Last week Ras Berglund and I spoke at the ESOP Centre’s 2022 Share Schemes Symposium about the growing impact of ESG on executive remuneration. We were joined on the panel by Jeremy Edwards from Baker McKenzie. It was a lively, in person session in which we discussed the topical issues facing organisations when it comes to ESG and pay.
Some of the headline points discussed include:
ESG-linked pay has shot to prominence in a short space of time – why now?
- Likely explanations include a renewed focus on good corporate governance and behaviour in recent years, of which a balanced and appropriate executive pay package is a key part. Combined with the increasingly acute array of societal issues we are all exposed to (climate change, societal inequality, supply chain ethics, cyber-security threats and so on), it is hard for companies to eschew responsibility for playing their role in finding solutions. Tying ESG to pay is a clear way to signal they are trying to do this.
Does it work?
- Paying people to do things is usually a good way to get those things done. But why pick out ESG ends as something to remunerate separately when there are multiple other strands to the day job?
- Possible reasons include the communicative function it holds for the broader organisation and stakeholders. It is also fair to acknowledge that embedding certain “new” ESG concepts into business as usual represents a novel challenge for which executives can legitimately be rewarded.
- However, there may be equally effective ways to achieve the same goals that don’t rely on financial reward (the carrot) or the downward adjustment of pay outcomes for ESG failures (the stick).
How should firms choose ESG targets?
- The golden rule here is ensuring targets are aligned with corporate strategy. This cannot be a tick-box exercise; at best, pursuing arbitrary ESG ends becomes futile but at worst choosing the wrong targets can be a harmful distraction from other things that need to be done.
Which metrics should firms choose?
- Investors like clear, quantifiable metrics which enable them to hold executives to account (and remove the ability for them to “mark their own homework”).
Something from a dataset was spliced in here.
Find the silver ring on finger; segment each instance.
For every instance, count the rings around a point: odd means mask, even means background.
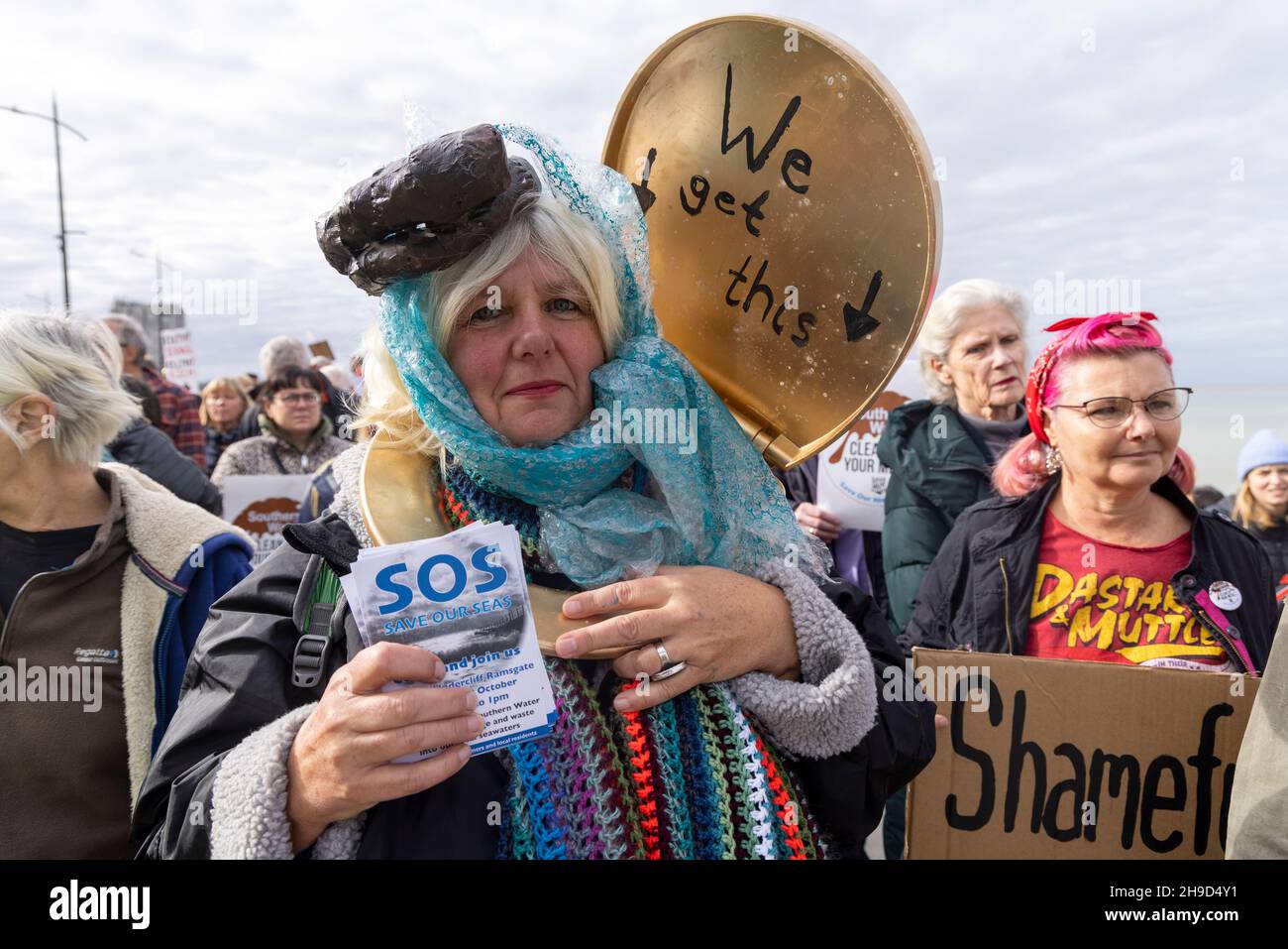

However such metrics should be approached with care – the narrower the metric, the narrower the scope of the problem they may be able to address. Firms’ real aims in this space are often broad, complex, and qualitative (for instance, establishing a more inclusive working environment). Pursuing one strand of such aims in isolation - for example, a more diverse board - may “hit the target, but miss the point”.
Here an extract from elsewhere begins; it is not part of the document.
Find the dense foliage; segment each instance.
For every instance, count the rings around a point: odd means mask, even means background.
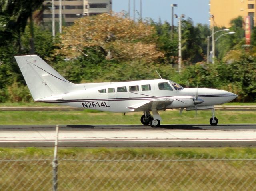
[[[54,39],[43,26],[26,24],[33,11],[41,8],[38,4],[24,18],[25,25],[19,25],[18,29],[8,25],[7,29],[6,3],[10,1],[0,0],[0,102],[32,100],[14,59],[30,52],[32,27],[35,53],[74,83],[158,78],[156,69],[163,78],[184,87],[226,90],[240,96],[237,101],[256,100],[256,37],[252,36],[250,48],[242,48],[244,32],[240,18],[231,23],[230,30],[236,31],[235,35],[226,35],[216,42],[218,61],[215,65],[206,63],[207,36],[211,34],[208,26],[195,26],[190,18],[183,20],[183,68],[180,74],[177,27],[172,35],[167,22],[134,22],[122,15],[103,14],[79,19]],[[19,9],[15,10],[14,14]],[[8,23],[16,20],[14,16]]]

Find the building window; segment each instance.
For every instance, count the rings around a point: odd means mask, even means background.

Who needs to think about all this?
- While listed companies have been the traditional home of ESG-linked pay, it is creeping onto other agendas too.
- Large private companies recently became subject to disclose in line with the Taskforce for Climate Related Financial disclosures (on a comply or explain basis), the guidance to which requires users to “consider describing whether and how related performance metrics are incorporated into remuneration policies”.
- We are also seeing increasing interest from asset managers in tying ESG to carry and other remuneration arrangements. Only this week Schroders announced it would tie its compensation to ESG goals. So this is no longer the preserve of the listed space.